Around 400 people have been reportedly detained across the state as “precaution”, and former Chief Ministers Mehbooba Mufti and Omar Abdullah remain in custody at safehouses, NDTV reported. “The people of Jammu and Kashmir are sad. I am going there to be a part of their sadness, to be with them,” Azad told reporters. “Probably for the first time, all 22 districts have seen a curfew. Have you heard of this before?”

Earlier in the day, Azad drew the Bharatiya Janata Party’s ire for alleging that Kashmiris were bribed for appearing in viral pictures and videos with National Security Advisor Ajit Doval in Shopian district.

Meanwhile, the police detained several people after they began a protest march in Kargil against the scrapping of special status to Kashmir, PTI reported. Over 300 people took out a rally under the banner of the Joint Action Committee, defying prohibitory orders. A minor clash broke out between the police and protestors, following which the demonstrators were detained.

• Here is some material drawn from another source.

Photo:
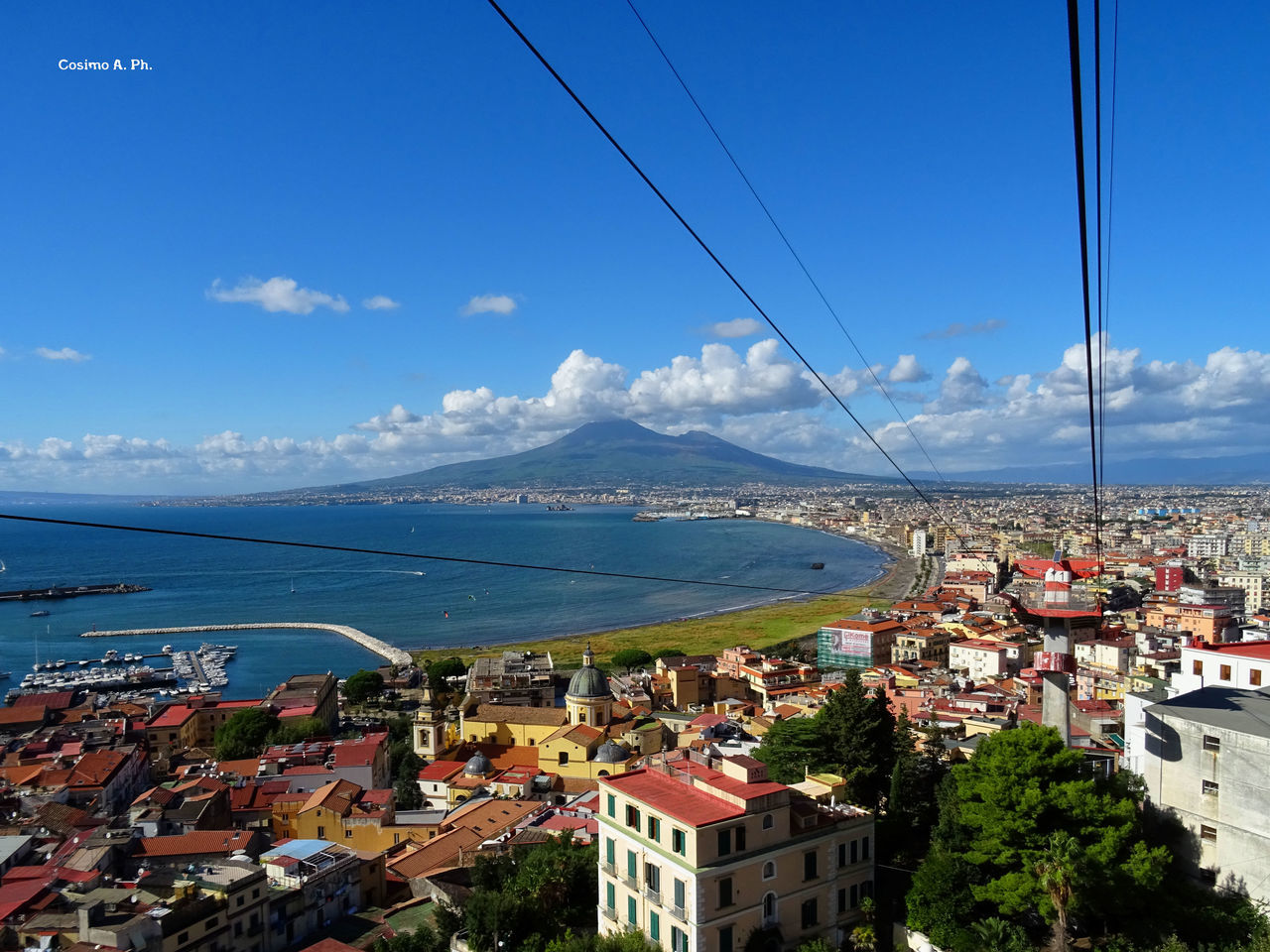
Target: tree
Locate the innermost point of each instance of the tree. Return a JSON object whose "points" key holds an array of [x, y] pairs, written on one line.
{"points": [[245, 733], [631, 657], [1056, 873], [362, 685], [993, 851], [790, 748], [439, 671]]}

“We wanted a united state,” National Conference leader Qamar Ali Akhoon said. “Jammu, Ladakh and Kashmir should be one entity. We are fighting for restoration of Article 370.”

Kargil District Congress President Nasir Hussain Munshi claimed the Centre has violated the fundamental rights of Kashmiris. “They are violating our right to expression,” he said. “Today we took out a peaceful rally to protest against the revoking of Article 370, but were stopped from taking out the rally.”

The state government had imposed prohibitory orders in Kargil district on Wednesday amid the intense security clampdown that was detailed in a news report written by a Kashmiri journalist for the Time magazine.

“The online homepage of Kashmir’s largest local paper is blank and the website of our own magazine has been offline since Monday,” wrote Fahad Shah, the founder and editor of The Kashmir Walla. “Many journalists like me have had to send out work on thumb drives with passengers flying out of the area by airplane. Only a small group of people using satellite dish networks have access to TV news channels. Speaker mounted vehicles are making announcements warning people not to venture out. There is no way to know or confirm if the situation has remained peaceful. Amid no communication, anxiety fills the air in the Valley.”